Many people often wonder why it was so influential, as when first read, it is often confusing with its length, many stories, parables, repetition, inconceivable numbers of Buddhas/Bodhisattvas/Arhants and many other beings, as well as its tendency to exalt itself as being the ‘best’ sutra. However, its truth lies in its inconceivability. The fact that it is so outrageous forces us to read deeper, rather than take things at face value. It is almost an unanswered question in itself, begging the reader to practice, learn and discover. After all, Buddhahood cannot be attained by knowledge alone, or by words on a page.
The text mostly contains stories and parables. These are not to be looked upon as historical fact, but rather as lessons for us to learn. It is important at this stage to note that the Chinese title of the Sutra 法華經“Fahua jing” meaning “Dharma-flower Sutra” is often identified as the Lotus flower – the symbol of Enlightenment, hence the sutras modern name of “Lotus Sutra”. The lotus is born from the crud at the bottom of a murky pond, then over time, reaches up to the surface where it blooms. However, “Fahua” can also be translated as “Dharma-flowering”. This name seems more fitting and the main teaching of the Lotus Sutra is that all the previous teachings given by the Buddha were leading to this point, where he gives his “final” teaching. This symbolism of a Lotus in the process of flowering is also a mirror of our own path, our own lives. We are Dharma Flowers, Buddhas in the making, and we are ‘flowering’ on the path to enlightenment.

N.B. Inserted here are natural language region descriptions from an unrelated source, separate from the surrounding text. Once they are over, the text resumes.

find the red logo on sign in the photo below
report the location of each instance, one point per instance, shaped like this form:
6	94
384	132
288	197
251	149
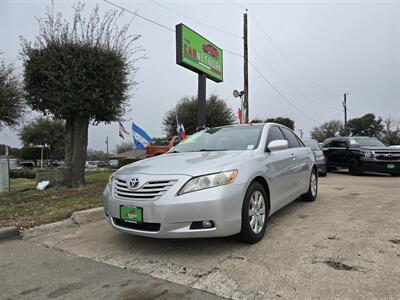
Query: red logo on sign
211	50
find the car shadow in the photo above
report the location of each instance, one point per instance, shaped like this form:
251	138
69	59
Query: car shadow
346	172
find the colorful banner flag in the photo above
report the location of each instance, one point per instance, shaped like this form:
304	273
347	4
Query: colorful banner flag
180	129
140	137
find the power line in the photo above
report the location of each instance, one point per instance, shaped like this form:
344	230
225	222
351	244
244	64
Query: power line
195	20
281	95
159	24
281	51
289	83
140	16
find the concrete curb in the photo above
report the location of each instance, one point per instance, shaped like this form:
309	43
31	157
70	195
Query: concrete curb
9	233
78	218
88	216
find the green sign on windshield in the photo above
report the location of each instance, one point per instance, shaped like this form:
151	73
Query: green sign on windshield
198	54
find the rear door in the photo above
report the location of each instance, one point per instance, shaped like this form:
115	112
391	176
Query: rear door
277	171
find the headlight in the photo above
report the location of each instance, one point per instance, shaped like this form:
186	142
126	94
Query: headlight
208	181
369	154
111	179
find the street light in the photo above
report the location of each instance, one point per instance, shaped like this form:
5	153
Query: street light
240	95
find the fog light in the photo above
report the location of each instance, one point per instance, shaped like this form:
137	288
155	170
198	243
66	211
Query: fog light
202	224
207	224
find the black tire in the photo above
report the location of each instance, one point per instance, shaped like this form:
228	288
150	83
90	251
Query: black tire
311	195
354	168
247	235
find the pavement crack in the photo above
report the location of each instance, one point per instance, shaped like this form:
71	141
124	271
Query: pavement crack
336	264
395	241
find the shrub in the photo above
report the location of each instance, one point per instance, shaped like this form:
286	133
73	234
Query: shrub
23	173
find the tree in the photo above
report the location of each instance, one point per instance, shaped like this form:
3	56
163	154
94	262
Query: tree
390	134
47	133
96	154
81	73
217	114
11	100
327	130
280	120
124	147
366	125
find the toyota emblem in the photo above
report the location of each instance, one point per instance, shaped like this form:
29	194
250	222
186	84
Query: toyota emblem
134	183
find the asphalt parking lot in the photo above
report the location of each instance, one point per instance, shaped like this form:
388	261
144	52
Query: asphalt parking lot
344	245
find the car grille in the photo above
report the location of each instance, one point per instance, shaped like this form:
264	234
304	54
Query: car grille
395	156
154	227
151	190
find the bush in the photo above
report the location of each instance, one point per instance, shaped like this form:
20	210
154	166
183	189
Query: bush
127	161
23	173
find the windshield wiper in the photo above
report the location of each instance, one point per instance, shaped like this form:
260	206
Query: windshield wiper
204	150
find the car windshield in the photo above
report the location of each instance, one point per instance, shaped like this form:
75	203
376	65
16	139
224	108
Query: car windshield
365	141
222	139
312	144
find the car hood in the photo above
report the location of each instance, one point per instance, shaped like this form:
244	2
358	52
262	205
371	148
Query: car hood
380	149
186	163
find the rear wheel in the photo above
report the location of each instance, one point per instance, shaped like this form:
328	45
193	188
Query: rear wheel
354	167
255	214
312	192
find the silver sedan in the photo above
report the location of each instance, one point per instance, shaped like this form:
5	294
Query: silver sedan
219	182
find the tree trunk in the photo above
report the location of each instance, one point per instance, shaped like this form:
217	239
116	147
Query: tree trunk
76	141
69	146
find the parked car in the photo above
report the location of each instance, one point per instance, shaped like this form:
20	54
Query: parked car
218	182
91	165
319	156
28	164
362	154
158	149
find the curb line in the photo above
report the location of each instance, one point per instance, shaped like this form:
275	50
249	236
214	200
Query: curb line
9	233
77	219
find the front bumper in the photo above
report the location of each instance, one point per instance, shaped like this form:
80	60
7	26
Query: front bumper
380	166
171	216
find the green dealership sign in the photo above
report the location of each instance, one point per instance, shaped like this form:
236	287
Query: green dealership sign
198	54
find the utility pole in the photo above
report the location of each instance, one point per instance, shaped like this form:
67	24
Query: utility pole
246	70
301	133
201	98
345	110
107	147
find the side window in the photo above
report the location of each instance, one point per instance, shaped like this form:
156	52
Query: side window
291	138
338	144
300	142
274	133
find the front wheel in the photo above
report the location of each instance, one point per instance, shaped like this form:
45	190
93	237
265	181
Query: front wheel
312	192
255	213
354	168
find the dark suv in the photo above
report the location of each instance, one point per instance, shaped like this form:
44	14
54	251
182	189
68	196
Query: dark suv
361	154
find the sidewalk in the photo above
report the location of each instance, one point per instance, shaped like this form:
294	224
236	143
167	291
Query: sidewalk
30	271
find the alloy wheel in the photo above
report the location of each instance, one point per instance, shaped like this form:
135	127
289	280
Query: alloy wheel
257	212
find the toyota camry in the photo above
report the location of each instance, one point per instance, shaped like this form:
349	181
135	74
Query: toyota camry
219	182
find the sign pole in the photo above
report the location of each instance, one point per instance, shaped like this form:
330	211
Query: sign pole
8	168
201	110
246	70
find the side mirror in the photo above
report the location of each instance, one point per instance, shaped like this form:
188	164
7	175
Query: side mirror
278	145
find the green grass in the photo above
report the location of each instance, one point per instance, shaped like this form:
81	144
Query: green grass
26	207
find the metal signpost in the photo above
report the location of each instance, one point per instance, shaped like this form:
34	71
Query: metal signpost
198	54
5	174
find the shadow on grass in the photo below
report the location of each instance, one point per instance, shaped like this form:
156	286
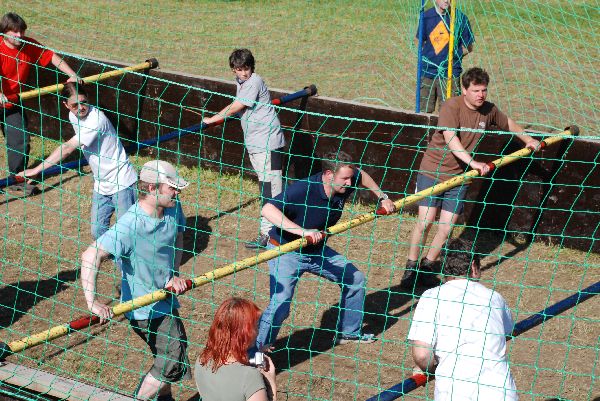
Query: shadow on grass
7	198
487	241
381	313
198	231
18	298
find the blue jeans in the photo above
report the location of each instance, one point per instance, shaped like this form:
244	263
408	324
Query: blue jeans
284	274
103	207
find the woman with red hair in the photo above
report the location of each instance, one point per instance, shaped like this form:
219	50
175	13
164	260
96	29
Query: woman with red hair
223	371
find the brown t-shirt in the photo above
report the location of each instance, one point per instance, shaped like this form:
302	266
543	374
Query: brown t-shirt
438	161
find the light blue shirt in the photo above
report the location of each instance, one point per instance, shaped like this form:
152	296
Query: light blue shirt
261	126
145	249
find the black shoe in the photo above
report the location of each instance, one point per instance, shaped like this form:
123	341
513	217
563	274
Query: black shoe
22	189
427	274
410	275
260	242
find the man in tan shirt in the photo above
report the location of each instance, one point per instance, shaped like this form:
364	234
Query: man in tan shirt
449	153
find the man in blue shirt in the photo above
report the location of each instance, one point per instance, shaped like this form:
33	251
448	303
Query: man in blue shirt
148	242
306	209
434	56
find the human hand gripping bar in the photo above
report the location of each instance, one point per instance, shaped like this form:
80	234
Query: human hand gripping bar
569	132
148	64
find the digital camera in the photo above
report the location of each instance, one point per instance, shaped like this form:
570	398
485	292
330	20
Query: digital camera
258	360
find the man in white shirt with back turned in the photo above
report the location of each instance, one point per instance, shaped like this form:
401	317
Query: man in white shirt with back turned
459	332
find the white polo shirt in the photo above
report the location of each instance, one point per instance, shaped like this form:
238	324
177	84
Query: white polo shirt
466	324
104	152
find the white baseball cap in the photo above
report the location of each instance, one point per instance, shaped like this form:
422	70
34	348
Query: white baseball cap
158	171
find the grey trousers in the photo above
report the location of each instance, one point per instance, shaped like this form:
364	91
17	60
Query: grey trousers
14	127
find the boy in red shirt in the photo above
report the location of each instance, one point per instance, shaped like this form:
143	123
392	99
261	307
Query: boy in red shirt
17	58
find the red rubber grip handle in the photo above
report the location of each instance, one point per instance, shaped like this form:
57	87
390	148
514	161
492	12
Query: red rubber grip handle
188	286
381	212
419	379
84	322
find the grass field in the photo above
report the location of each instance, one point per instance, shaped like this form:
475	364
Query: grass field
542	55
45	234
354	50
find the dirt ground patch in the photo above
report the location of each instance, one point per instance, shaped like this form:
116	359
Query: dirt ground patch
44	235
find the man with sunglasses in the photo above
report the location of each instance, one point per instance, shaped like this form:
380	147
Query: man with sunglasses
114	175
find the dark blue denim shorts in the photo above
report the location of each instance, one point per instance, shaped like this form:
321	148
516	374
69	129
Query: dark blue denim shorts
452	200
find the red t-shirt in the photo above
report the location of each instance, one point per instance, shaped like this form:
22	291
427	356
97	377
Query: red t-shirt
15	65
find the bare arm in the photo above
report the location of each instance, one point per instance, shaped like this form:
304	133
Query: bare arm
276	217
57	155
90	263
62	65
368	182
468	49
461	153
529	142
230	110
423	356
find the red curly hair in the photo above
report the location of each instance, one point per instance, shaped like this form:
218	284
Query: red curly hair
232	332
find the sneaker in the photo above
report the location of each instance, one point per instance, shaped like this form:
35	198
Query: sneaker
356	339
22	189
260	242
409	277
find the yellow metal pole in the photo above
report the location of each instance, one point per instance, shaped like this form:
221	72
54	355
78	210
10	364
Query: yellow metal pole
451	48
149	64
159	295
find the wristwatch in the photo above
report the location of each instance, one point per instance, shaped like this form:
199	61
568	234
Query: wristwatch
383	197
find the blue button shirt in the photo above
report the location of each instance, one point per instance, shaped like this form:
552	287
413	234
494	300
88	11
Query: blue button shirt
146	249
306	204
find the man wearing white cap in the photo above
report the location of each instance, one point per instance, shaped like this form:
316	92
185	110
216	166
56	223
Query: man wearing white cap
148	241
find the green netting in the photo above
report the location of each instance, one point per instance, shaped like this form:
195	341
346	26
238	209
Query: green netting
540	56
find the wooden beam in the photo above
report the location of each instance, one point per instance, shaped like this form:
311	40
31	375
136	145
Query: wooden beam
56	386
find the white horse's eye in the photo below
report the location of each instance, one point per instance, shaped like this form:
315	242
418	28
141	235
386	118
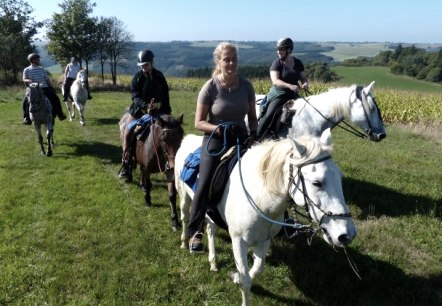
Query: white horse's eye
317	184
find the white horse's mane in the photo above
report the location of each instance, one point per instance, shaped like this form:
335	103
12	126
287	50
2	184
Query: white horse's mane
276	153
334	97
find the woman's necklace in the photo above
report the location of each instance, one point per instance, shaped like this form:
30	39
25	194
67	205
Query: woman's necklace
228	85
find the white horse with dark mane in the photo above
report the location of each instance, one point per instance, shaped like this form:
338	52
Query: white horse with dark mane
262	185
315	113
79	96
40	112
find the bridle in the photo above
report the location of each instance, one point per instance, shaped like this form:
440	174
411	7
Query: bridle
163	146
308	202
36	103
361	96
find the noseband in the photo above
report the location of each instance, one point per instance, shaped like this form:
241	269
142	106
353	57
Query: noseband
360	95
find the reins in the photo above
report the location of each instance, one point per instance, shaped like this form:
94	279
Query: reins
298	227
166	155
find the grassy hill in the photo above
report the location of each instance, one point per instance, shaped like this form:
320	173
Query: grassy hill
176	57
384	79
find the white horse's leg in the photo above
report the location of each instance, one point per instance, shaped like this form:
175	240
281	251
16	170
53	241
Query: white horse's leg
70	109
185	202
259	255
80	108
242	276
211	232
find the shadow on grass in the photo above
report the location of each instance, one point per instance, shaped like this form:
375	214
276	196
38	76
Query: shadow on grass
103	151
325	277
377	200
104	121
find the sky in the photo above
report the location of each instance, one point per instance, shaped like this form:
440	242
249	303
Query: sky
395	21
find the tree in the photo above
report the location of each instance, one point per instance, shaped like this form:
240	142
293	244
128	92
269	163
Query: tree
17	29
73	32
117	44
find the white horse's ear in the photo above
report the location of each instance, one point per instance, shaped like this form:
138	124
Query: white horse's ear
369	88
326	137
299	147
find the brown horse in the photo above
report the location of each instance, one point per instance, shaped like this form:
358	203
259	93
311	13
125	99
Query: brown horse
156	154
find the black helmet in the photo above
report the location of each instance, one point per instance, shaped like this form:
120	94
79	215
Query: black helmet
32	57
144	57
285	43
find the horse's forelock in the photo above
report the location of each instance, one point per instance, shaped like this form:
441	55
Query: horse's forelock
271	165
313	149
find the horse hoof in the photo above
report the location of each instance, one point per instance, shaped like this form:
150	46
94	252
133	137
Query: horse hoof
234	277
213	267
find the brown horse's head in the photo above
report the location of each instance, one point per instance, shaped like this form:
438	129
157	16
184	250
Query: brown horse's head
168	135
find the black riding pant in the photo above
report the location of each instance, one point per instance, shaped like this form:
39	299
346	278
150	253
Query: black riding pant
207	168
55	101
67	87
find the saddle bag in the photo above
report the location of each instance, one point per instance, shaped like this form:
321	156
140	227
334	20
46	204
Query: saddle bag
189	173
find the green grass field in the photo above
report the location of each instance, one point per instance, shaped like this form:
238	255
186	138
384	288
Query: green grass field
384	79
72	233
343	51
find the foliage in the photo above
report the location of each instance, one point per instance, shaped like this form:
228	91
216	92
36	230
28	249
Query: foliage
74	234
115	45
17	29
73	32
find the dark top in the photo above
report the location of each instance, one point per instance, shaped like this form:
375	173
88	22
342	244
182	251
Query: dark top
291	75
143	89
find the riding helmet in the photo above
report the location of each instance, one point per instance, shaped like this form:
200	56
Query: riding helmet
285	43
32	57
145	56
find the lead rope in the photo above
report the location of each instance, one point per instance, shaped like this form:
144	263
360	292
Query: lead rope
352	263
152	130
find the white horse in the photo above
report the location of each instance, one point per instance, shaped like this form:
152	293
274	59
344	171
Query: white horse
256	197
315	113
79	96
40	112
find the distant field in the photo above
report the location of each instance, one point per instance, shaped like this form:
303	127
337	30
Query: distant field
384	79
343	51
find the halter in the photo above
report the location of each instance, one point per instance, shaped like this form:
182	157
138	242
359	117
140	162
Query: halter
37	103
360	95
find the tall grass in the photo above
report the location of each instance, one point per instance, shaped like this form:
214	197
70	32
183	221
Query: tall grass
72	233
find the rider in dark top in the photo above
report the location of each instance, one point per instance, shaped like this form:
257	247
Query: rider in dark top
286	73
150	98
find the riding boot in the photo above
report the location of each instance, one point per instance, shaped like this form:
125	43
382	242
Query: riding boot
126	167
144	134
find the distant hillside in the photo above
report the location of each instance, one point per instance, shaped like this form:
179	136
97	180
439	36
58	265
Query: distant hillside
175	58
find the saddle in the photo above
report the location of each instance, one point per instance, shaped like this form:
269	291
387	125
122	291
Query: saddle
189	175
281	119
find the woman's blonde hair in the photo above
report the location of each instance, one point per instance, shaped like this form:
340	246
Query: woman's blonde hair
217	55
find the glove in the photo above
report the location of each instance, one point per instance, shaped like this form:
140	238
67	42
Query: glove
250	140
231	131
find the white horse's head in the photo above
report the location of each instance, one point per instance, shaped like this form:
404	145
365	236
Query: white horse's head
318	186
82	77
365	112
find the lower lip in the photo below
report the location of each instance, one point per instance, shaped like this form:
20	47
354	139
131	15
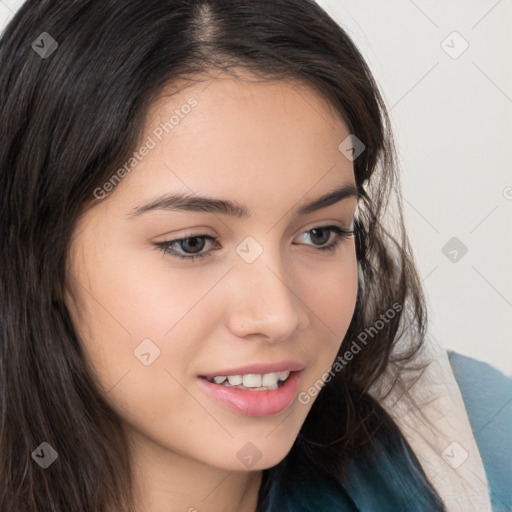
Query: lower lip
254	403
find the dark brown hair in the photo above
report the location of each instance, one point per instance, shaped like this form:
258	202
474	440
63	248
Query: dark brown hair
67	121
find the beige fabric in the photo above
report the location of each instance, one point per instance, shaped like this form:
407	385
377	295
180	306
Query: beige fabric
440	435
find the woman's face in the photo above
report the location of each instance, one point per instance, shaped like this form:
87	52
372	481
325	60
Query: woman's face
264	300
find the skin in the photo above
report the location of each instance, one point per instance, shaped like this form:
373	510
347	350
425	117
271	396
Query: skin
271	146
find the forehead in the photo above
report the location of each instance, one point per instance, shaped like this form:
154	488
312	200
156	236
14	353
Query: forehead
240	137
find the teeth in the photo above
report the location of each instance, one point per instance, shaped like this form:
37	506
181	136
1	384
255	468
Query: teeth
283	375
251	380
235	380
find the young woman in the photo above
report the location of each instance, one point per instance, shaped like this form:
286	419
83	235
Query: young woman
202	275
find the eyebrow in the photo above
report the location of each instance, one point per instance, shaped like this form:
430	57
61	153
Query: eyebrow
193	203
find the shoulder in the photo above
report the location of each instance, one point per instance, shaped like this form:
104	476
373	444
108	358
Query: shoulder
487	395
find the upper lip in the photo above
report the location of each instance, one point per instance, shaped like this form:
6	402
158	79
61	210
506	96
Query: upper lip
258	368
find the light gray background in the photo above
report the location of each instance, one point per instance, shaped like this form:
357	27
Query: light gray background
452	116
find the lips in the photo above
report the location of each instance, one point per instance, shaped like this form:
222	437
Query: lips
253	401
257	368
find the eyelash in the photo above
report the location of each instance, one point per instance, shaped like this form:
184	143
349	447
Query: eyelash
164	246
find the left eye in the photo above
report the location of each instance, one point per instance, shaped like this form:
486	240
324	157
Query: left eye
195	244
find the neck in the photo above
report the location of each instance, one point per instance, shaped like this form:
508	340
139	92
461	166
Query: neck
167	482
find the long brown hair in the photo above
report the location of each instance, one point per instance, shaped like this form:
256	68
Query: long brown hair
72	116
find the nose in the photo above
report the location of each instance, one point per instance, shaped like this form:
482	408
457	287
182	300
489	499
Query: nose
267	302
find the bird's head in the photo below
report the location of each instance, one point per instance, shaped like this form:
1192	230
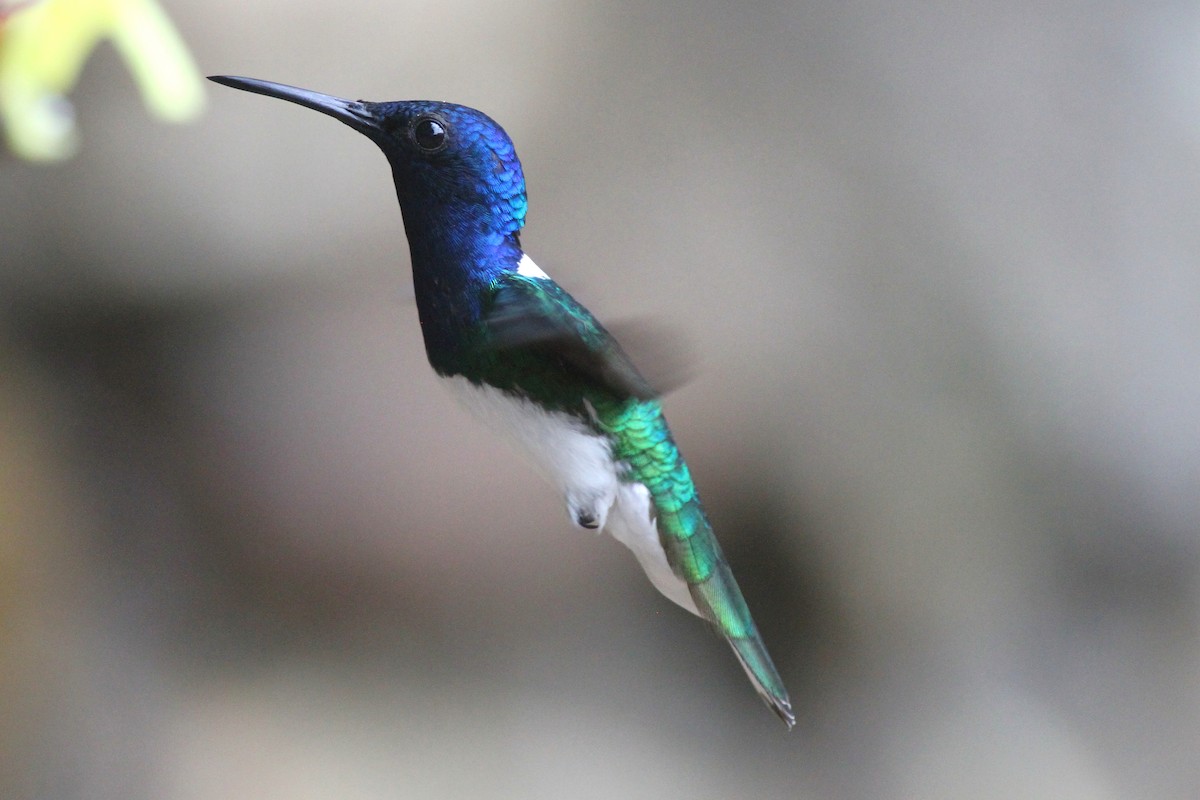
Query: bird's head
450	162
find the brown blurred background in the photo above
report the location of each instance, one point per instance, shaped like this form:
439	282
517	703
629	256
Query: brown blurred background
939	260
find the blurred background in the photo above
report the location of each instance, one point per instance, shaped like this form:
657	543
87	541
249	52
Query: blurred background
939	266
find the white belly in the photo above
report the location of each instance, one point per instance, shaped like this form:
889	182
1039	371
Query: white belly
579	462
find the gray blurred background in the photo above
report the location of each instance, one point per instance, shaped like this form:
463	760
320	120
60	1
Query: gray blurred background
939	266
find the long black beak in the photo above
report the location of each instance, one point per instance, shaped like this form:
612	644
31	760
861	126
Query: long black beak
355	113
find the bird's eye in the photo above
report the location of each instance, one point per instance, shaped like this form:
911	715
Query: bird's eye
429	134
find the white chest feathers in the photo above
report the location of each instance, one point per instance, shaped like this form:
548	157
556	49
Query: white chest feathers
579	462
571	456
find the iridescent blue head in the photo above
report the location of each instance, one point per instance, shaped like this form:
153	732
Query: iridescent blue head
457	176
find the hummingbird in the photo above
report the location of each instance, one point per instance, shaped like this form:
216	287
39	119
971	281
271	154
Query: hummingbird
529	360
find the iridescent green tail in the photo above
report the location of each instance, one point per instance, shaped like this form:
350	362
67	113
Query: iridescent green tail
643	441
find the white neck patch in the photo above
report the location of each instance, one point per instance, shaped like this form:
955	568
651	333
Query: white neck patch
526	268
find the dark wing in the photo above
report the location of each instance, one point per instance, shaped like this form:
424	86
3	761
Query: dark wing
537	316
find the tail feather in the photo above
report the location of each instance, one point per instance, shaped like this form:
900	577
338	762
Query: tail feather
643	444
720	601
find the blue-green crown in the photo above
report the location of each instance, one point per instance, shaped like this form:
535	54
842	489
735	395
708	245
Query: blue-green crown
475	173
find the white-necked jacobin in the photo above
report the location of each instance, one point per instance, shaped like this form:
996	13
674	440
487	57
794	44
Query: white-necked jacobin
529	360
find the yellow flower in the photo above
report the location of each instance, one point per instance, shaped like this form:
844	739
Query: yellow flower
43	46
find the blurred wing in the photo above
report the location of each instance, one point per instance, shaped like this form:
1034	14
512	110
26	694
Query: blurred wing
535	314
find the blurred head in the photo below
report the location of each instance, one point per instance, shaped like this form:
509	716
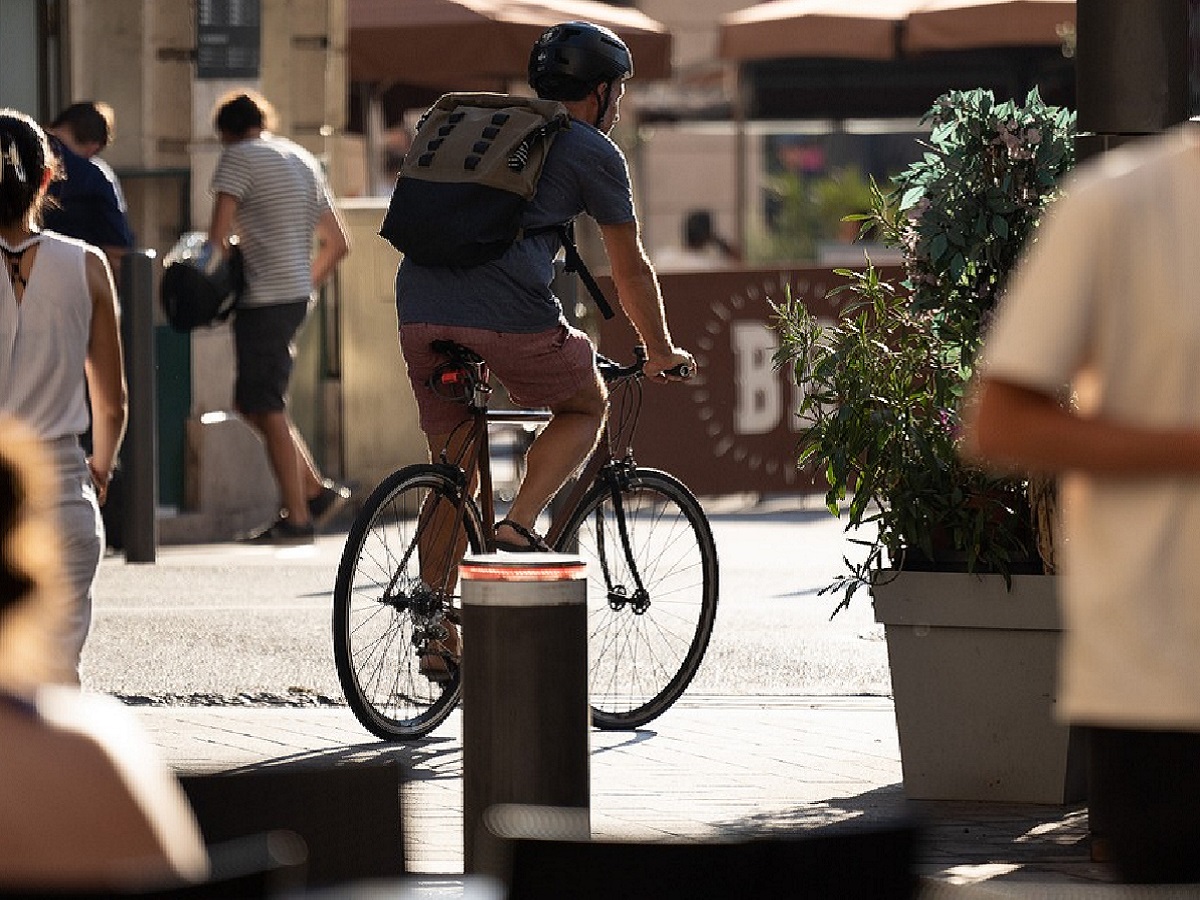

One of the Sutras key teachings is Upaya, or expedient means. The Sutra tells us that all the different schools of Buddhism are but a tool used to get us to a specific destination. They are a means to enlightenment, not enlightenment itself. The highest teaching of the Lotus Sutra that is so exalted is that all the different schools are in fact one school – The Ekayana, and that all beings have potential to become Buddhas.